The latest in a series by Father Vince Kuna, C.S.C., USC film-school grad and producer-at-large at Family Theater Productions …
First Man screenplay written by Josh Singer and directed by Damien Chazelle. Based on First Man: The Life of Neil A. Armstrong, written by James R. Hansen
Neglecting the lineage of Neil Armstrong marked the first misstep (pun intended) of the filmmakers’ attempt to adapt the life of the famed astronaut.
Biographer James R. Hansen remarked that Neil absolutely insisted that his story begin centuries before, in the borderlands of Scotland and England. The “American Genesis” tale, as Armstrong termed it, led to his birth in our country’s heartland, the fine state of Ohio. It is no coincidence then, that the first moonwalker lays claim to a continent then Christian in heritage, and a community upbringing even more so.
The book’s opening chapter reminded me of the motto on my Spanish national soccer team warm-up jacket, “Plus Ultra.” The national motto is a reversal of non terrae plus ultra (no further land beyond). Pre-Christian Spanish societies saw the Strait of Gibraltar as the edge of the known world. Following the Age of Exploration of Catholic Spain, King Charles V (also Holy Roman Emperor) adopted “further beyond” as his personal motto, in turn inspiring the astronauts of his day, the naval explorers who discovered the New World.
The film also makes no mention of Neil Armstrong’s military service in the Navy. He flew armed reconnaissance in the Korean War and once ejected from a damaged plane. I realize there’s only so much a filmmaker can reveal in a two-hour film, but Damien Chazelle’s omission makes for distracting storytelling. Before debarking for the Apollo 11 moon mission, Neil and his wife sit their boys down for a heavy-handed “Dad might not come back” talk. Wouldn’t this conversation have taken place awhile back, with the peril involved in any of the previous test missions? The NASA Gemini programs were composed almost entirely of former military pilots. The pilots’ wives didn’t need a flight to the moon to initiate a conversation about the dangers of flight exploration.
The greatest flaw of the film adaptation, however, we find in the filmmaker’s unnecessary accretions. Neil (Ryan Gosling) and his wife Janet (Claire Foy) tragically lost the life of their two-year old daughter. By all accounts, including his own, Neil stoically attended the funeral and burial and never made another mention about it. This caused a strain in the marriage (the two eventually divorced), culminating in Janet’s disappointment that her husband did not include any trinket of their daughter’s in his Personal Preference Kit.
The movie can’t resist centering Neil’s internal struggle around this non-story, going as far as inventing an infant bracelet that Neil reaches into his PPK and tosses into a moon crater.
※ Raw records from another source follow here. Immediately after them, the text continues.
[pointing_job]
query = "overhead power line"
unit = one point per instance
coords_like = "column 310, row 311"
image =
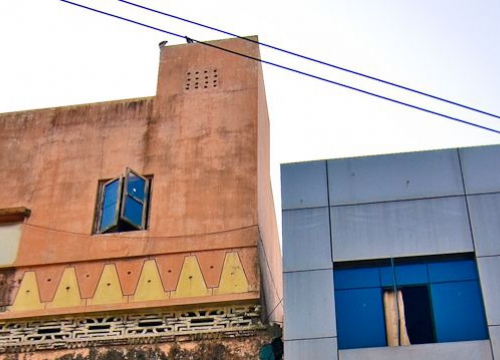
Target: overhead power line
column 314, row 60
column 288, row 68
We see a tear drop fall from the reflection of his helmet visor. Again, a little deference to Neil’s actual raising up would have inspired better characterization.
Statistically speaking, the small-town Midwest produces astronauts at a vastly disproportionate clip to the rest of the country. The correlation is not entirely clear, but I’d take a guess to say bitter, harsh Middle West winters provide the gusto for the cold, rational, on-the-spot decisiveness required of space travel. Instead, we suffer through an emotional tearfest at movie’s end. If this were the historical case, newspapers would have shouted “Extra, extra read all about it: Man weeps on Moon!”
After all, these were “steely-eyed missile men,” a compliment bandied about in 1960s NASA, meaning hardened test pilots who could keep their cool and think fast in emergencies. This mindset was on display in Apollo 13 and in the HBO miniseries From the Earth to the Moon (among the producers for that were Howard, along with Apollo 13 star Tom Hanks and producer Brian Grazer). Perhaps Chazelle and screenwriter Josh Singer didn’t extend themselves as much as the previous filmmakers did to understand the psychology of such men.
So, while the bulk of the film follows a similar path blazed by the Mercury missions in 1983’S The Right Stuff, Chazelle’s renders the Apollo subjects with the wrong constitution. Characterization aside, the film is not typically compelling as a space mission, either. Ron Howard creates much greater suspense in Apollo 13.
Maybe Howard made the smarter decision, to a pick a failed success mission where the astronauts bypassed their moon landing. Because when we arrive at the moon in First Man, it feels staged, like we never leave the green screen of the Hollywood stage at which it was shot. The real Neil Armstrong, facing the incredulity of moon-landing deniers, said the only thing harder to do than landing on the moon would be to realistically fabricate it. The Oscar winning director of La La Land proves just how difficult that task indeed is.